Biography
 
 
JOHN WOOD

American, b. 1922

John Wood has consistently challenged traditional photography, often incorporating painting, drawing, and collage as well as cliché verre, solarization, and offset lithography. The artist emphasizes the role of drawing in his work: “Mark making, calligraphy, the kinetic motion of the movement of the hand, are very important to me; probably more important than anything else.” Transgressing the boundaries of “pure photography,” his eclectic practice has helped usher in alternative approaches to the medium. With their adroit manipulations of picture and text, his diaristic, multi-media compositions anticipate today’s digital imagery. On the Edge of Clear Meaning is Wood’s first museum retrospective, spanning his career from the early 1960s to the present.
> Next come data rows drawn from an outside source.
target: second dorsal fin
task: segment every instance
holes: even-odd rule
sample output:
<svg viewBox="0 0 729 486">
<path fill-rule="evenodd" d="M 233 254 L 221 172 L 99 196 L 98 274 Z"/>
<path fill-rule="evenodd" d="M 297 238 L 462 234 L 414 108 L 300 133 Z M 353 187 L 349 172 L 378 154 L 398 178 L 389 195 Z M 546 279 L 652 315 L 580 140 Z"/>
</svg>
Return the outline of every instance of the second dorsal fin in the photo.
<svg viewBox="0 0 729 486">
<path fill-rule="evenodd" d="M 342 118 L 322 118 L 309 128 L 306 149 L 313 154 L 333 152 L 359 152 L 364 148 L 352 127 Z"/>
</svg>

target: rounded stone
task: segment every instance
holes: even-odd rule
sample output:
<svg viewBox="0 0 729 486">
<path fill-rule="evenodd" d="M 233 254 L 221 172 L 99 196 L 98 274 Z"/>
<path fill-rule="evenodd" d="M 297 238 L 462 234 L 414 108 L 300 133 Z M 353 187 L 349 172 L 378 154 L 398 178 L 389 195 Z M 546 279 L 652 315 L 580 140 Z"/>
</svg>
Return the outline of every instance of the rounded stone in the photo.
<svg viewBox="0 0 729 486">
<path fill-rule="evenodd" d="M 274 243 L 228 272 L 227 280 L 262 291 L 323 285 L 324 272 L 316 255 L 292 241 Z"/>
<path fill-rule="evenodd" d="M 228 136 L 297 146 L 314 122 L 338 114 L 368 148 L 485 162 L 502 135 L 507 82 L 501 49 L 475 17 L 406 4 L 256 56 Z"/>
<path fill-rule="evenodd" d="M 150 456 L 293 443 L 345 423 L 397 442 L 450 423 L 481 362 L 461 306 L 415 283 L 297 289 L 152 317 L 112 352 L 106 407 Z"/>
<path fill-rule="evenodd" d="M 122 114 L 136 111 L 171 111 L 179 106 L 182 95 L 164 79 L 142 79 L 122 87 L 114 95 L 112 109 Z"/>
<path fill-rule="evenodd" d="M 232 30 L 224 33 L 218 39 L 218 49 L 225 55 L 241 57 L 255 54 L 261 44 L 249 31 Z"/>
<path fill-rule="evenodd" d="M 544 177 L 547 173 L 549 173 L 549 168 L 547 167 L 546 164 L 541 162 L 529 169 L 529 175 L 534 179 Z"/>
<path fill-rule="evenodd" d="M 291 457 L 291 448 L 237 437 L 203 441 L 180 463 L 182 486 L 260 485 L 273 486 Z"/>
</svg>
Wood’s teaching, art making, and life are closely intertwined. His early childhood was marked by the Depression, with his family moving frequently as his father searched for employment. In 1942 he volunteered for the Army Air Corps, where he trained as a B-17 pilot and learned sequence photography. Following war’s end, Wood discovered the experimental work of Lázló Moholy-Nagy and enrolled at the Institute of Design in Chicago. There he studied photography with Harry Callahan and Art Sinsabaugh. After graduation Wood moved to upstate New York, where he taught in the School of Art and Design at Alfred University for thirty-five years. He now lives in Baltimore, Maryland; he and his wife, Laurie Snyder, migrate each summer to their home and studio in Ithaca, New York.